Mort Klein, whose ZOA is far to the right of AIPAC, is much less tight-lipped.
“Obama doesn’t understand that the Palestinians are more interested in Israel’s destruction than in establishing a Palestinian state,” he told me. “He makes general comments supporting the security of Israel, but makes no specific comments, like that Abbas must end incitement or confiscate weapons.”
And this letter in the New York Jewish Week from an official at the American Jewish Congress:
The joint Jewish leaders’ letter debunking various myths concerning Barack Obama’s origins is principled and correct, but it misses the point (“Campaign Of Falsehoods On Obama Seen Sticking,” Jan. 25).

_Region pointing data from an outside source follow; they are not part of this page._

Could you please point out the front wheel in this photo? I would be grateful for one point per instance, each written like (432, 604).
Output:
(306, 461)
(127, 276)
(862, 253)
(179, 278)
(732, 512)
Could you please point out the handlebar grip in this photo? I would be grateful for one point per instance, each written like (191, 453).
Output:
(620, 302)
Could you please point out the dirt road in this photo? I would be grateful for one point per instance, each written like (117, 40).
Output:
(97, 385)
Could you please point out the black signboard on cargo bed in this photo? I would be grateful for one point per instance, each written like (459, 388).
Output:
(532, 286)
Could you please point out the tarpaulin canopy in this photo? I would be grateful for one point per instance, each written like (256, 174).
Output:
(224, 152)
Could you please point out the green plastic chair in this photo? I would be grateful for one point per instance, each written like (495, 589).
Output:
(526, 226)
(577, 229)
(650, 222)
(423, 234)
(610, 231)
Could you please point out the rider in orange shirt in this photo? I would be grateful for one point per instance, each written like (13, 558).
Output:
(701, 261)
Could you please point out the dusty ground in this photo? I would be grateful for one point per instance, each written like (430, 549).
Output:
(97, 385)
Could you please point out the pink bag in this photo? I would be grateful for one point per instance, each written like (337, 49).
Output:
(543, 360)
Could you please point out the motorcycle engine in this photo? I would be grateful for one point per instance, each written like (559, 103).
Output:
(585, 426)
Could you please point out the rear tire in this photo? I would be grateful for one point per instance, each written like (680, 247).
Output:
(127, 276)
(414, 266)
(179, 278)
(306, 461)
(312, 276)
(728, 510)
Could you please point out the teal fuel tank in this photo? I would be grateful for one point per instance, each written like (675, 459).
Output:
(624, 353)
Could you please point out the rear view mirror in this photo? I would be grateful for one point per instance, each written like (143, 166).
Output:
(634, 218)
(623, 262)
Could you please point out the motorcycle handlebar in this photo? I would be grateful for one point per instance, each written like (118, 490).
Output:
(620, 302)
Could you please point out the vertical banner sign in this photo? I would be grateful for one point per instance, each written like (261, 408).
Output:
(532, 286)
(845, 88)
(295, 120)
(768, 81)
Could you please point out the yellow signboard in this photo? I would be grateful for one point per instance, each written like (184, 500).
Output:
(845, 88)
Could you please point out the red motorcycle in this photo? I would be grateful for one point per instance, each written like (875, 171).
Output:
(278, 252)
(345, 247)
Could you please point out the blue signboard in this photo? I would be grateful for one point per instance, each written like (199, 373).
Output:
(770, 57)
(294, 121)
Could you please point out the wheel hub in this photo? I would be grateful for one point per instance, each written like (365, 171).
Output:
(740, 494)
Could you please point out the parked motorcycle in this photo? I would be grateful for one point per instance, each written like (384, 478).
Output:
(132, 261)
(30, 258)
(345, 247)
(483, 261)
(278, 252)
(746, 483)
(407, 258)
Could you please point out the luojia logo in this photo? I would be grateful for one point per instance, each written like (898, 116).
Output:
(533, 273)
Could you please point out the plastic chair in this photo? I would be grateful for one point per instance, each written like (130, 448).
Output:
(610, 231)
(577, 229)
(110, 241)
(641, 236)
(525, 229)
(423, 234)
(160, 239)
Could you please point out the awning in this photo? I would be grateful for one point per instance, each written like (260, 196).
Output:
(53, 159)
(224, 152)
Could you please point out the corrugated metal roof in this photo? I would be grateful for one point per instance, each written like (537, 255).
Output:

Americans should be long past innuendo and ought to examine troubling facts. I am far more concerned that in the liberal spirit that everyone can get along better through “communication,” Obama would sit with Iran’s President Mahmoud Ahmadinejad. Pray tell, what would they discuss? And would he bring along Zbigniew Brzezinski, the national security adviser to former President Jimmy Carter?
Moreover, Obama’s comfort with anti-Israel advocates, including his pastor and a church whose board has taken a series of anti-Israel actions, and with George Soros, is disturbing. Obama has not called for any change in his church’s anti-Semitic views. Were Obama’s Pastor Wright an Evangelical, press scrutiny would be far harsher.
He also harshly attacked his political opponents for voting to designate Iran’s Revolutionary Guards as a terrorist group, even though they have murdered Jews in Buenos Aires and bolstered Hezbollah in Lebanon.
Obama advocates “world nuclear disarmament.” How shockingly naive. He believes that if “America leads the way … countries like Iran and North Korea won’t have an excuse.”
For these and other substantive reasons, I submit that the superfluous public discourse misses the point.